Criticizing the Conservative government’s “hectoring” approach, Liberal Leader Justin Trudeau said Monday he would ease visa restrictions on Mexico and host a summit with U.S. and Mexican leaders if his party is elected this fall.
“As with the United States, Harper’s approach to relations with Mexico has been belligerent and borderline churlish,” Trudeau said in a speech to an Ottawa policy group. Visa restrictions placed on Mexico “surprised and needlessly embarrassed the Mexicans, and quite frankly should have been reversed long ago.”
Mexico’s Ambassador to Canada, Francisco Suarez, welcomed the news and called the visa requirement a “major irritant.” Imposed in 2009, it was aimed at reducing the number of refugee claims -- the majority of which were being rejected by Canadian officials. The Conservative government said in its 2015 budget it would expand the use of electronic authorizations for “low-risk” travelers from four countries, including Mexico.
“Once again, Justin Trudeau is uninformed on facts,” Kevin Menard, a spokesman for Immigration Minister Chris Alexander, said in an e-mail, citing the budget measure.
If the Liberals form government after the election, scheduled for Oct. 19, they will work to rejuvenate ties with Canada’s North American Free Trade Agreement partners, Trudeau said. In addition to addressing the visa issue, they would reschedule and host a trilateral summit.
In January, Canada postponed a so-called “Three Amigos” meeting between Harper, U.S. President Barack Obama and Mexico’s Enrique Pena Nieto. No reason was given and the Prime Minister’s office said it would instead be held later in the year.
Harper’s push to get TransCanada Corp.’s Keystone XL pipeline approved without major new environmental initiatives has soured Canada-U.S. relations in particular. On Monday, Trudeau linked the issue to broader continental ties.

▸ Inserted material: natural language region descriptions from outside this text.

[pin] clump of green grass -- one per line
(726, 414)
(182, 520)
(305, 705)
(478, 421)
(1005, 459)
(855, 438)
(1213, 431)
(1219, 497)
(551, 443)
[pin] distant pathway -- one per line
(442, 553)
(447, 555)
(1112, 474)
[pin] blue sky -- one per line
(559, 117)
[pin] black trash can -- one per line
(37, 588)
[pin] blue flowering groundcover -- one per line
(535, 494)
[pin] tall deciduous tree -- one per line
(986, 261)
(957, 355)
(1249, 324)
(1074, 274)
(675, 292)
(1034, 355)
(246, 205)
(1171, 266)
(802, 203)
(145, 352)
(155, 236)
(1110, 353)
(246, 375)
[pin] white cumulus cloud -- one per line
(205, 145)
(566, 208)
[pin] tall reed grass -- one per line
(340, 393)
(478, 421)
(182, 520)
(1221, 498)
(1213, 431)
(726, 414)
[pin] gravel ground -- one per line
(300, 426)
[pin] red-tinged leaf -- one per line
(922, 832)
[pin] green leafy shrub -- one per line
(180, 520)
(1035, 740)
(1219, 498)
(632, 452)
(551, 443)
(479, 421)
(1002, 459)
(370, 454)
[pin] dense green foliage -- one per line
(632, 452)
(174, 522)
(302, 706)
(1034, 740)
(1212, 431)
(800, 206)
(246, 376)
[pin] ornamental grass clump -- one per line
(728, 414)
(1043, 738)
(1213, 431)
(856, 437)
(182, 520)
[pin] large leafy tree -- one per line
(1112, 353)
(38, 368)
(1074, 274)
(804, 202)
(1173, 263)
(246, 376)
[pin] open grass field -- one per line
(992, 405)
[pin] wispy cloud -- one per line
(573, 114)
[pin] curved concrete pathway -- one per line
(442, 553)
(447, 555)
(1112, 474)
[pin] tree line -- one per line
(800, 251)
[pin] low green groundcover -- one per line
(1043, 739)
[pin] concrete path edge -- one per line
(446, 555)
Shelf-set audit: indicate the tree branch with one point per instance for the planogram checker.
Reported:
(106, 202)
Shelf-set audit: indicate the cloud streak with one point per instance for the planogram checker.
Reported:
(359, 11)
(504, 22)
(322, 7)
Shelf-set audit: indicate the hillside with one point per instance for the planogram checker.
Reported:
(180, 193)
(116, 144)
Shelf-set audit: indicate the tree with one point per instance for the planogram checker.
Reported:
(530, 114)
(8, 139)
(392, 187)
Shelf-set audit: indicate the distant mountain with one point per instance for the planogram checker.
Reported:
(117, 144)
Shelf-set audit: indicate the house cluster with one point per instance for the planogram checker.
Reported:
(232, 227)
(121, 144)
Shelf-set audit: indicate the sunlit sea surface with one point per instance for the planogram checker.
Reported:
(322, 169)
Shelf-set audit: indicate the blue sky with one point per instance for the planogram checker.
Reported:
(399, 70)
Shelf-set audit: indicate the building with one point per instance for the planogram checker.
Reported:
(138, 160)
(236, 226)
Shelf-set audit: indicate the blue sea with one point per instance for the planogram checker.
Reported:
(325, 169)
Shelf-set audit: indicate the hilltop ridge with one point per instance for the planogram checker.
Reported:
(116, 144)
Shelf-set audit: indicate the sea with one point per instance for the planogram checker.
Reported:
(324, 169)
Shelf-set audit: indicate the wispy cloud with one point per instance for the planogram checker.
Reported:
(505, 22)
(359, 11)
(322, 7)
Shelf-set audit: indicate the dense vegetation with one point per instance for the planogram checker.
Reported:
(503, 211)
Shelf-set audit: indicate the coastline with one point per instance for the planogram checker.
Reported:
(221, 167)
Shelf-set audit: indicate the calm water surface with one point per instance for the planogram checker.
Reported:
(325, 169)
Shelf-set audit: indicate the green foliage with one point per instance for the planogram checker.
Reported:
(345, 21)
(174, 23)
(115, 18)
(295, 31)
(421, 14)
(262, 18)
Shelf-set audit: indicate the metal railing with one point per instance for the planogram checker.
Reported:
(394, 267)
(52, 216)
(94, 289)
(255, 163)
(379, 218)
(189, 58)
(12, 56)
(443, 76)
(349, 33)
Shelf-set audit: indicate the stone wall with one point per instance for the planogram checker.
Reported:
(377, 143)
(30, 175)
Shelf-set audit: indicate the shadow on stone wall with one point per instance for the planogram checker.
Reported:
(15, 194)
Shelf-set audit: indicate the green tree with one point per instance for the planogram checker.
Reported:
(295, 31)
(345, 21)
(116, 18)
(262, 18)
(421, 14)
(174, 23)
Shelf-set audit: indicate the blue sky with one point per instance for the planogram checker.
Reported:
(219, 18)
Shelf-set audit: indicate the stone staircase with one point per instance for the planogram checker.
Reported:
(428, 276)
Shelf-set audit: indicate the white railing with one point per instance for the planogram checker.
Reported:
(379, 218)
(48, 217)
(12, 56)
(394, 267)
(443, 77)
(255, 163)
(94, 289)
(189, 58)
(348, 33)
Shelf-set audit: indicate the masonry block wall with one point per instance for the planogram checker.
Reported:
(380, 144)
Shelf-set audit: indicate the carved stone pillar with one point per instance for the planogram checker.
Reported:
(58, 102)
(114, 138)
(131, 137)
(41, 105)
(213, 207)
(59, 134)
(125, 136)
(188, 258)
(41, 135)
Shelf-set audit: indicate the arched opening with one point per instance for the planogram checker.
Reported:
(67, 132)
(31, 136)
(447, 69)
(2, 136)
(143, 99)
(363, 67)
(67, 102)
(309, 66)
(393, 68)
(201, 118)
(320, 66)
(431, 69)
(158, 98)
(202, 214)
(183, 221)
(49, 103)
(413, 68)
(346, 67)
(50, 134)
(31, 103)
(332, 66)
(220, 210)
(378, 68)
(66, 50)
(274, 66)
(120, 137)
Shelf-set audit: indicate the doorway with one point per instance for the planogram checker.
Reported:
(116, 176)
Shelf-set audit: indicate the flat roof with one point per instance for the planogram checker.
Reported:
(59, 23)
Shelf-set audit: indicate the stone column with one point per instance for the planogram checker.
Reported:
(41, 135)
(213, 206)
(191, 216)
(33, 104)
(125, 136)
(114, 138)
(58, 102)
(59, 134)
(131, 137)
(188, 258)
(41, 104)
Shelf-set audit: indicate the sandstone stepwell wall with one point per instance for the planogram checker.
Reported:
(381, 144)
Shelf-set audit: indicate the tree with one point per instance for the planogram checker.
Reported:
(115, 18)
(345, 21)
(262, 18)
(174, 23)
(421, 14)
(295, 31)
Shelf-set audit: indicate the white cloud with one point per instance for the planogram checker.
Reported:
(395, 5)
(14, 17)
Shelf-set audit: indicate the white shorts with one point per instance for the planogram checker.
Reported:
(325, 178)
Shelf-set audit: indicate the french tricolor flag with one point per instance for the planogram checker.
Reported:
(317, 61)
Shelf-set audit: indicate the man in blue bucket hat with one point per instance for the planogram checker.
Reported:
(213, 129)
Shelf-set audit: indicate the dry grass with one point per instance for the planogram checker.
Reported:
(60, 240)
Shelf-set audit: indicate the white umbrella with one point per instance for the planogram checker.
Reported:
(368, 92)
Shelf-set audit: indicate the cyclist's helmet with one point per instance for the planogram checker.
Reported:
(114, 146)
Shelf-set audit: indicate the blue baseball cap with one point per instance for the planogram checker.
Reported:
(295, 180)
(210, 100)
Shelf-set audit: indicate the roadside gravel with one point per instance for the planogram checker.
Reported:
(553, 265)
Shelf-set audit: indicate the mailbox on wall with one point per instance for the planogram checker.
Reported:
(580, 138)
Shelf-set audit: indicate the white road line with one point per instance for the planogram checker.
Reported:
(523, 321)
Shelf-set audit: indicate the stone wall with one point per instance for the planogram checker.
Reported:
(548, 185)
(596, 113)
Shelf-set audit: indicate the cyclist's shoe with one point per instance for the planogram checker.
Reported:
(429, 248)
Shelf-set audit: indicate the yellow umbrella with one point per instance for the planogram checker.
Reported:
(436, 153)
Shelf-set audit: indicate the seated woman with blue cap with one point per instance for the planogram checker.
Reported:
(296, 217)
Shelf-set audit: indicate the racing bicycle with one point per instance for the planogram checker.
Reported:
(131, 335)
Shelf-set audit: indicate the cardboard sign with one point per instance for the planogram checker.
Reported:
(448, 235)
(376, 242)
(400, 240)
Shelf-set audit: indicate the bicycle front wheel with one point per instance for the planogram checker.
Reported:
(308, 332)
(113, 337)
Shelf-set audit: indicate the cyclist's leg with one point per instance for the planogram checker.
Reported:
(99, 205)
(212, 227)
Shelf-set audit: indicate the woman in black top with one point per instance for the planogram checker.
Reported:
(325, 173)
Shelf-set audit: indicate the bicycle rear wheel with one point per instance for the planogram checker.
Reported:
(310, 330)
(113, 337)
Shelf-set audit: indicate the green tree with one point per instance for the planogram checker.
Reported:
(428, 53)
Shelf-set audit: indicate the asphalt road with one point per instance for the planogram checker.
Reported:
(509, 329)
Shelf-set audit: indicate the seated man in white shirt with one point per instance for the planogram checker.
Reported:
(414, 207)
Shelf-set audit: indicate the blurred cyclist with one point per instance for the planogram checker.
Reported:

“In 2015, pretending we have to choose between the economy and the environment is as harmful as it is wrong, at home and abroad,” he said.
If elected, the Liberals would work toward a “clean energy and environment agreement” to make North America “the world’s most efficient and responsible energy producer,” Trudeau said.
The Liberals, he said, would also form a cabinet committee to “oversee and manage” U.S. relations.
Suarez said that while Mexico is careful to “respect the political process in Canada” he is “delighted” by Trudeau’s announcement.
“Obviously, we have been fighting all along to eliminate the visa requirement,” he said by phone. “That’s very important in improving the relationship.”